Persamaan ((x^2-1))/((x-1)) adalah tidak terdefinisi saat x=1, karena 0/0 adalah tak tentu (indeterminate). Tapi, jika dinyatakan sebagai suatu fungsi f(x)=((x^2-1))/((x-1)) adalah terdefinisi saat x≠1, dan tidak terdefinisi saat x=1, dengan domain definisi adalah R \ {1}. Dari pada menyelesaikannya untuk x = 1, mari kita coba mendekatinya lebih dekat dan lebih dekat:
x | (x^2 − 1)/ (x − 1) |
---|---|
0.5 | 1.50000 |
0.9 | 1.90000 |
0.99 | 1.99000 |
0.999 | 1.99900 |
0.9999 | 1.99990 |
0.99999 | 1.99999 |
… | … |
Sekarang kita tahu bahwa saat x mendekati 1 maka ((x^2-1))/((x-1)) mendekati 2.
Jika kita dekati dari sisi sebelahnya, nilainya juga mendekati 2.
x | (x^2 − 1)/ (x − 1) |
---|---|
1.5 | 2.50000 |
1.1 | 2.10000 |
1.01 | 2.01000 |
1.001 | 2.00100 |
1.0001 | 2.00010 |
1.00001 | 2.00001 |
… | … |
Sekarang kita mempunyai 2 kondisi: Saat x=1 kita tidak tahu jawabannya (indeterminate) Tapi dapat dilihat bahwa nilainya mendekati 2
Saat kita akan menjawab 2 tidak bisa, jadi dalam matematika disebut limit, yaitu Limit fungsi f(x) mendekati 1. Sehingga dapat ditulis menjadi:
lim(x→1)=〖(x^2-1)/(x-1)〗=lim(x→1)〖((x-1)(x+1))/(x-1)〗=lim(x→1) (x+1)=2
Jadi itu adalah cara khusus untuk mengatakan, "mengabaikan apa yang terjadi ketika kita sampai di sana, tetapi ketika kita semakin dekat dan semakin dekat jawabannya semakin dekat ke 2".

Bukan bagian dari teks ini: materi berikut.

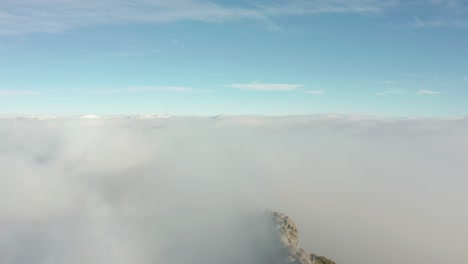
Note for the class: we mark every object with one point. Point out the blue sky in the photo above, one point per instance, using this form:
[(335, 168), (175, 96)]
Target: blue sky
[(391, 58)]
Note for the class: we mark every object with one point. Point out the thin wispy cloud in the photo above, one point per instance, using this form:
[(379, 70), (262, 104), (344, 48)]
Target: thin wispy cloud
[(126, 54), (390, 92), (142, 89), (4, 93), (428, 92), (55, 16), (459, 23), (257, 86)]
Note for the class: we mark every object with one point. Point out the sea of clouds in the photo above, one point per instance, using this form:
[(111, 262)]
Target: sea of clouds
[(174, 190)]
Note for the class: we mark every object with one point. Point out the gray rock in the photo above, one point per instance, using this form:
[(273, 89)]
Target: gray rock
[(287, 243)]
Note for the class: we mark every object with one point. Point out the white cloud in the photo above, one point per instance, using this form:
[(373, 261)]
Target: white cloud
[(257, 86), (54, 16), (390, 92), (18, 93), (315, 92), (142, 191), (142, 89), (459, 23), (428, 92)]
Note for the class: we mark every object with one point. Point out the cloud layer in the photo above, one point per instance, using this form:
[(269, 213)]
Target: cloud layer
[(171, 190), (54, 16)]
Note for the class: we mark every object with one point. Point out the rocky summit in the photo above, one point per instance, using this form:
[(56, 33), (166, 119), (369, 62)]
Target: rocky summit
[(287, 243)]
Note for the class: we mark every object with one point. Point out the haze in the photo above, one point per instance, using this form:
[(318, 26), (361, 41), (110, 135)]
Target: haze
[(175, 190)]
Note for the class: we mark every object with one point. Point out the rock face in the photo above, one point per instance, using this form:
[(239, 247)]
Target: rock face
[(288, 243)]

Jadi, sebenarnya, kita tidak bisa mengatakan apa nilai di x = 1. Tetapi kita dapat mengatakan bahwa ketika kita mendekati 1, batasnya adalah 2.
Referensi
Firdaus, 2015. Konsep Al-Rububiyah (Ketuhanan) dalam Alquran. Jurnal Diskursus Islam Volume 3 Nomor 1, Tahun 2015, Hal: 102-118.